Marg Mowczko writes about a woman who wept when reading the many masculine pronouns in
1 Corinthians in her 1984 NIV. She asked, “Where am I in the text?”
Marg herself admits to a similar issue with nouns: “Masculine nouns, such as ‘brothers’
when the meaning is ‘brothers and sisters,’ effectively distance women from the
text.” She finds the book of Hebrews much less personally relevant when she reads it in the ESV.
Accordingly, Marg prefers the TNIV, which uses more
gender-inclusive language, giving women the prominence in the text which it is
thought they need and deserve.
But since the question of distance from the text is being
raised, let’s explore that a bit.
A Recipe for Disappointment
So how is it that equality between the sexes has become such a hobby-horse? How is it that, after literally centuries of serviceability, insufficiently-inclusive nouns and pronouns have suddenly acquired this magic ability to estrange Christian readers from their English Bibles? The commonest of common little words, many of them only three or four letters long. That is a pretty awesome power for a fleeting cultural trend to wield against the people of God. Meanwhile, cultural, circumstantial, national and historical differences between ourselves and the people we read about in the scriptures are so vast they absolutely dwarf perceived gender differences. We are
straining at gnats while swallowing a train of camels.
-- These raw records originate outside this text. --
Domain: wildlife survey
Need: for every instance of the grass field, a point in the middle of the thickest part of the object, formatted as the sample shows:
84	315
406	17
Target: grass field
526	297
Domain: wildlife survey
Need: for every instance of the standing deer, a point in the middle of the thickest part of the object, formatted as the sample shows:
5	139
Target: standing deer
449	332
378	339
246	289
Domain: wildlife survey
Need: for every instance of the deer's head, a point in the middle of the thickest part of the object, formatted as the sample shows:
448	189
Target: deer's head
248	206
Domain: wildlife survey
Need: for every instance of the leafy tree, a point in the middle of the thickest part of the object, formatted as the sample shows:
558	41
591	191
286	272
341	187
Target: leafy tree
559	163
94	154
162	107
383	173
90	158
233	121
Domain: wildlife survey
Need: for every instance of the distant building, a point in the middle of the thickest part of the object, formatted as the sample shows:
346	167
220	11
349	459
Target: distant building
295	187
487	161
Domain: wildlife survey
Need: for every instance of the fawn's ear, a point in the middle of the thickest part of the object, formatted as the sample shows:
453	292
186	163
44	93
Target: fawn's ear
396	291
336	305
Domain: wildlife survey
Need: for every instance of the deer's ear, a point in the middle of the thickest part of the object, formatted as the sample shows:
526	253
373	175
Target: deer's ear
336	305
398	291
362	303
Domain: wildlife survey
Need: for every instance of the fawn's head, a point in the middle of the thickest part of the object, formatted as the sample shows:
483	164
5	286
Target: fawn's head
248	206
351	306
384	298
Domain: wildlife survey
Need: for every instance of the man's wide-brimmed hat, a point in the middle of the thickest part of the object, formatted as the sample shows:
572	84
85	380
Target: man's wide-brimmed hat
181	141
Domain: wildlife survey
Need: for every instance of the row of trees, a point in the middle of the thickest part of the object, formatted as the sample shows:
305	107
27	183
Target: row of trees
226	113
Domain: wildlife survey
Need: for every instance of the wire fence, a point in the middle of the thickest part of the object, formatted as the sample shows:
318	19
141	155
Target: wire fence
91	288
If my enjoyment of the Bible is conditioned primarily on my ability
to find myself in the text, I am going to be disappointed on a regular
basis. If the standard by which I measure the relevance of Hebrews depends
on my ability to find myself in it, I too will find it “unpleasant and
disconcerting” to read.
Someone Else’s Mail
In fact, much of the time when we open our Bibles, the
answer to “Where am I in the text?” is “Nowhere obvious.” This remains the
case regardless of whether I am male or female. At the interpretation level,
Bible study is almost always an exercise in reading someone else’s mail.
Some examples follow:
• Jewish Mail
Matthew, James and Hebrews are someone else’s mail, for
reasons that have nothing whatsoever to do with masculine nouns or pronouns. God
never spoke to my “fathers” by the prophets. I do not belong to any of the
twelve tribes in the Dispersion. These books are written from a Jewish perspective to fellow Jews separated from us by considerable time and space; in the case of Hebrews, Jews struggling with issues which are not and will never be a problem for modern Christians in the West. The Jewishness of Hebrews in particular introduces numerous cultural, theological and linguistic issues that, at least on the interpretive level, appear quite irrelevant to me. I couldn’t “find myself” in the text of Hebrews if you gave me a bloodhound, but I can still get lots out of reading it.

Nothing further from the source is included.